MLIR Solvers Tuning Proposal

jerryyin commented 3 years ago

Background and Motivation

Tuning has been known for providing optimal performance for a variety of algorithms. According to the study in https://github.com/ROCmSoftwarePlatform/MIOpen/issues/939, this continue to be true for cpp igemm solvers, the ones that MLIR solvers are prototyped from. To achieve the optimal performance towards important configs, we want to implement tuning for MLIR backend solvers in MIOpen. This involves three different areas:

MIOpen solvers and performance config, that supports tuning
Miir.h defined interface that supports the tuning parameter pass through
MLIR AffixTuningParams pass that can not only heuristic initialize, but can also initialize according to external passed in tuning parameters

Use Cases

The implementation of tuning support two high level use cases:

Running mode

MIOpen query the perfdb for existing config,
- If it is perfdb hit, MIOpen will pass the tuning parameters to MLIR, and MLIR will populate kernel accordingly.
- If it is perfdb miss, MIOpen will pass an empty string to MLIR, and MLIR will heuristically initialize the tuning parameters.
Tuning mode

MIOpen repeatedly populated different tuning parameters. MLIR will populate kernel according to the tuning parameter passed in.

Implementation

Tuning parameter passing mechanism

Tuning parameters will be passed through comma split-ed C strings, in exact same format as the field stored in perfdb. The string can be either Serialize() or Deserialize(), as in MIOpen::Serializable{}. This way, either MIOpen or MLIR is able to communicate the tuning parameters with one additional string field. The benefit of using this mechanism are below:

Compatible with perfdb. This approach is already validated by the extensive use of perfdb, and proves to be reliable.
Code reuse. No need to re-invent Serializable infrstructures.
Flexibility. String serialization can capture a variety of data types.

Performance Config

To enable tuning, MLIR solvers need to implement their own performance config data structures. The MLIR solver needs to implement 5 performance config functions, according to

https://github.com/ROCmSoftwarePlatform/MIOpen/blob/120289fcb33496db05518b24e3a39db01d5adb5c/src/include/miopen/generic_search.hpp#L61-L73

Alternative 1: Implement performance config in MIOpen

All the performance config implementation can be done together with the MIOpen solvers. This follows the existing practices. The implication of this is: MIOpen will be MLIR's only tuning driver, since only MIOpen's performance config have the knowledge about how to tune a MLIR solver. This implication looks acceptable as we do intend to use only MIOpen/Tuna infrastructure for tuning of MLIR solvers. In any other scenarios, the MLIR infrastructure works strictly as a compiler/kernel generator.

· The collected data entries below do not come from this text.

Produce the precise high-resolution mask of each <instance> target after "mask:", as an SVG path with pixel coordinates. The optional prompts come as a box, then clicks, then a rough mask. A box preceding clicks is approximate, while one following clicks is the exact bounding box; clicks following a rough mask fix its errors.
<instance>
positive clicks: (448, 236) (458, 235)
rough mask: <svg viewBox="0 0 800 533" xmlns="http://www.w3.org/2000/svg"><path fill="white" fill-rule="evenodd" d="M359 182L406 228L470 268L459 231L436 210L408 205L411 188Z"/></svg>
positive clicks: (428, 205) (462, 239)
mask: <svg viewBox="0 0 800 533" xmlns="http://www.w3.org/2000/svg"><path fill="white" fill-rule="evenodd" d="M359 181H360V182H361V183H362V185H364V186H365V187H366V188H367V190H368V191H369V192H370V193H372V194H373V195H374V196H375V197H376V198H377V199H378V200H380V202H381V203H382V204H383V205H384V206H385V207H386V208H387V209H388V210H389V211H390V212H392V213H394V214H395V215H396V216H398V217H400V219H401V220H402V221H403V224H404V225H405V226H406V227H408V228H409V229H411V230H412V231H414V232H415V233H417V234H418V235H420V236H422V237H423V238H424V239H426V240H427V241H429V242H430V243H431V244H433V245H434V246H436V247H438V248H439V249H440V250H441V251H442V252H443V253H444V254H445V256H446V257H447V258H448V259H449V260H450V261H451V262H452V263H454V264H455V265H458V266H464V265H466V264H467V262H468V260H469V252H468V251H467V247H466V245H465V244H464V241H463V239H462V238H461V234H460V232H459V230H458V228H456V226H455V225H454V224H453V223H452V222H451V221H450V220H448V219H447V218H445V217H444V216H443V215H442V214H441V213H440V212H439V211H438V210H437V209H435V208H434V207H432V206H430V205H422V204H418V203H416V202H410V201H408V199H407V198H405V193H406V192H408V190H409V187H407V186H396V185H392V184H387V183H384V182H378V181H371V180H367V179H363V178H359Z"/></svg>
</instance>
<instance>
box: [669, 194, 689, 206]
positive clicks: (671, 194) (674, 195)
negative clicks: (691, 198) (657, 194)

In this case, all we need to do is to implement two performance config class:

PerformanceConvMlirIgemm
- All fwd, bwd and wrw solvers will be using the same performance config because they all are dependent on the same tuning parameters. (As a background, since performance config entry includes the solver id, each solver can still hold different values towards the same problem)
PerformanceConvMlirIgemmXdlops
- All fwd, bwd and wrw xdlops solvers will be using the same performance config because they all are dependent on another same set of tuning parameters

Alternative 2: Implement performance config in MLIR

With alternative 1, one might have fear that the two components are coupled too closely together, because MIOpen's performance config has to have implementation detail of a MLIR solver. When a MLIR developer decides to change the way to tune its kernels, it has to make change in MIOpen.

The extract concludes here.